No sé qué contestar. Mi facultad de pensar está bloqueada, destruida.
—Ella es Su criatura —prosigue—. Nada la detendrá. Es libre. Intensamente libre. «La ley es lo que hacemos.»
Lanzo una especie de jadeo, a mitad de camino entre la risa y el sollozo.
—¿Qué le ha hecho? ¿Qué le ha inyectado?
Su sonrisa se amplía, fraudulenta, maliciosa, bajo las gafas.
—No le he hecho absolutamente nada. Ni siquiera le he salvado la vida.
—¿Y su máquina?
—Estás atrapado en tu lógica, Mathieu. Nunca has visto más allá de tu raciocinio. Manon ha sido salvada por el diablo. Si te hubieran dicho que había sido salvada por Dios, habrías cerrado los ojos y recitado un padrenuestro.

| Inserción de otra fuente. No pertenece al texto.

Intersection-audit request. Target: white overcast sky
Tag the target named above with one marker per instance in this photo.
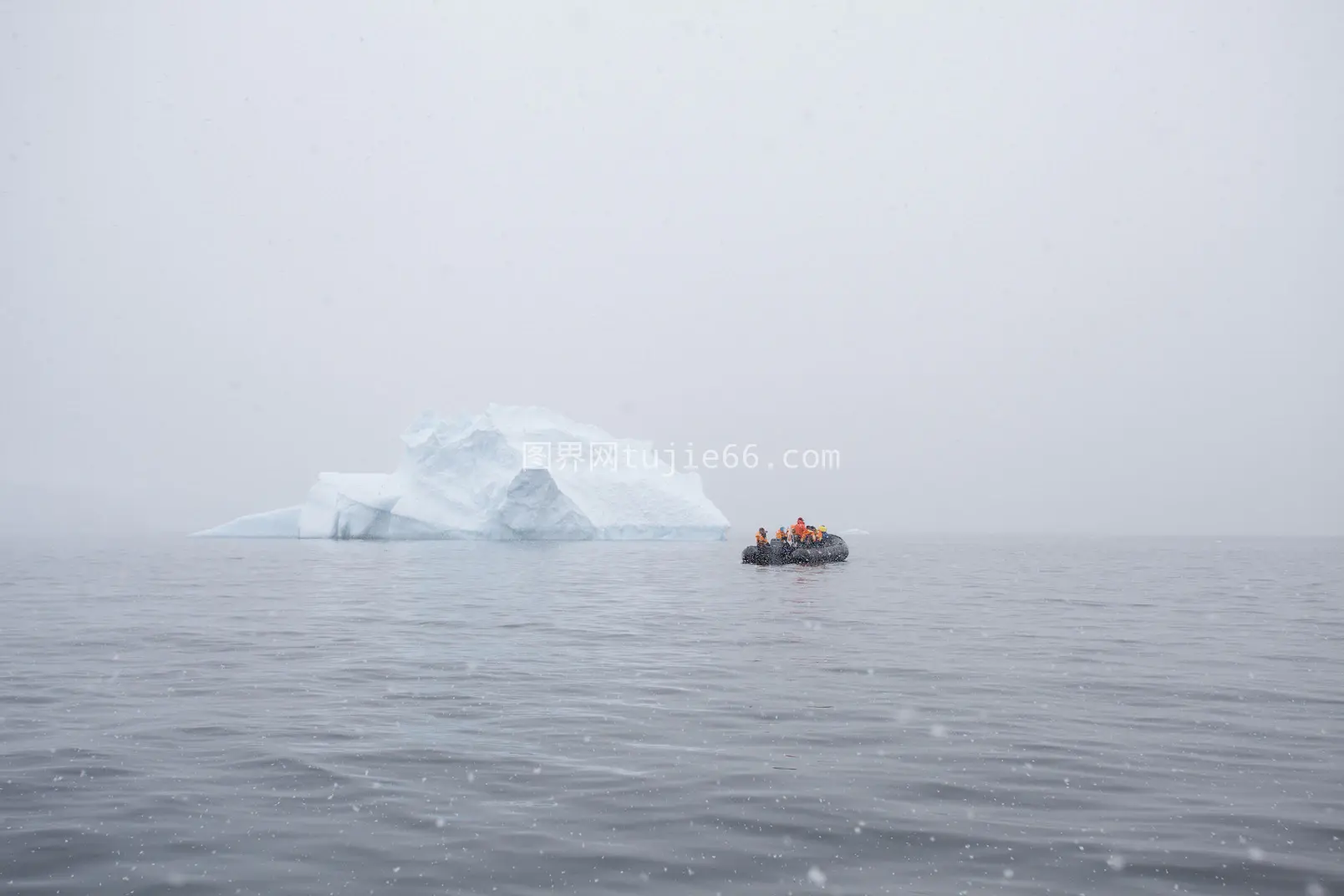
(1027, 267)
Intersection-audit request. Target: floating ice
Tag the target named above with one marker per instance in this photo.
(504, 475)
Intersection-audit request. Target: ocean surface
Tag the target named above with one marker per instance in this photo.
(933, 716)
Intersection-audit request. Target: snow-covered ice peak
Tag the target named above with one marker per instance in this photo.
(475, 476)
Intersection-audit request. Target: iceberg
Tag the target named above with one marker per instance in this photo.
(508, 473)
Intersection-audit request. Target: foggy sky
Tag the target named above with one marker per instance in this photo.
(1027, 267)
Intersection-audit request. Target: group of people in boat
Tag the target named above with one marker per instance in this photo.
(797, 535)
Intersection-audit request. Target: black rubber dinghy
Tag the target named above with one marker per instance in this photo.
(831, 550)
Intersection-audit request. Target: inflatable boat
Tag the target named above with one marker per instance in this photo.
(777, 552)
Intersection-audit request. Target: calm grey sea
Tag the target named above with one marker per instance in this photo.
(933, 716)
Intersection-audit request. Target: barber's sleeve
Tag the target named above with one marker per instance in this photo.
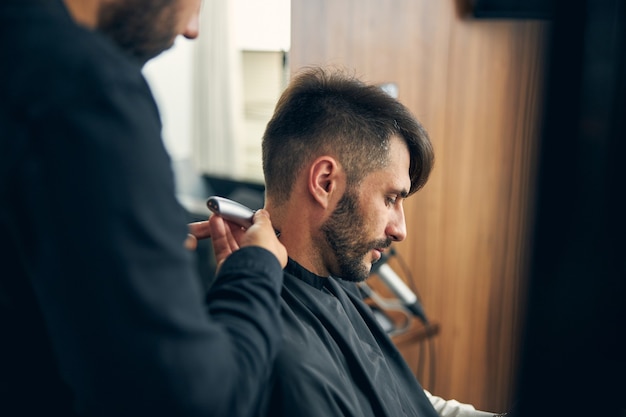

Quiero gritar «¡No!» pero no sale nada de mi garganta. Por fin tomo conciencia de nuestro fin inminente: arma contra arma, nos mataremos el uno al otro. Sin embargo, mi indiferencia ya empieza a desvanecerse: no debo morir. La investigación no ha terminado. Debo arrancar a Manon de esa pesadilla. Probar su inocencia. Debo reaccionar y neutralizar a ese cabronazo.
—Buscas a un asesino terrenal —prosigue—. Siempre has rechazado lo que estaba en juego en tu investigación. Tu único enemigo es nuestro Amo. Está aquí, oculto en nuestro interior. No importa quién ha matado o quién ha muerto. Lo que importa es Su poder en acción, que revela los engranajes secretos del universo. Los Sin Luz son los faros, Mathieu. Solo los ayudo. Los espero a la salida de la garganta. Ellos ni siquiera me interesan. Lo que me interesa es la luz oscura que titila en el fondo de sus almas. ¡Satán detrás de sus actos!
Ya no escucho su delirio. Si Beltreïn estaba en Suiza, ¿quién ha matado a Laure y a sus hijas? La historia no ha terminado. La investigación no está cerrada.